この記事では、2つのシャッター方式の仕組みの違いから、連写・音・歪み・寿命を数値で比較した早見表、ローリングシャッター歪みやフリッカーといった電子シャッターの弱点、そしてシーン別の使い分けまでを、カメラに詳しい店員が売り場で説明する感覚で整理します。読み終えるころには、自分の撮影スタイルに合った方式が自信を持って選べるようになります。

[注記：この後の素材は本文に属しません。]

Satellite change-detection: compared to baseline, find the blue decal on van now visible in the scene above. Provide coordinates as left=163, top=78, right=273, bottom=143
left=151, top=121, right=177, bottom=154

・メカシャッターと電子シャッターの仕組みの違い(第3の選択肢「電子先幕」も解説)
・連写・音・歪み・寿命を数値で比較した早見表(カメラのトリセツ調べ)
・ローリングシャッター歪み・フリッカー・ストロボ同調という3つの弱点の避け方
・風景/子ども/スポーツ/室内イベント別、失敗しない方式の選び方
メカシャッターと電子シャッターは何が違う?仕組みを図解なしでざっくり理解

まずは2つの方式が「どうやって光を区切っているのか」を押さえましょう。ここを理解すると、後で出てくる歪みや縞の理由がすべて腑に落ちます。難しい話はありません。要は「物理的な幕で光を止めるか」「センサーの電子的な読み出しで光を止めるか」の違いです。
メカシャッターは「幕」が物理的に開閉して光を区切る
メカシャッター(メカニカルシャッター)は、センサーの前にある2枚の遮光幕が上下に走ることで露光時間をコントロールする方式です。まず先幕が開いて露光が始まり、設定したシャッタースピードの時間が経つと後幕が閉じて露光が終わります。フィルムカメラ時代から続く枯れた仕組みで、幕が走る速度(幕速)が一定なので、動く被写体でも上下でタイムラグが出にくいのが強みです。一方で、幕が物理的に動く以上、シャッター音と微振動が必ず発生します。神社仏閣や発表会など静かな場所では音が気になり、超高速連写にも構造的な限界があります。この振動が、後述する「シャッターショック」による微ブレの原因になることもあります。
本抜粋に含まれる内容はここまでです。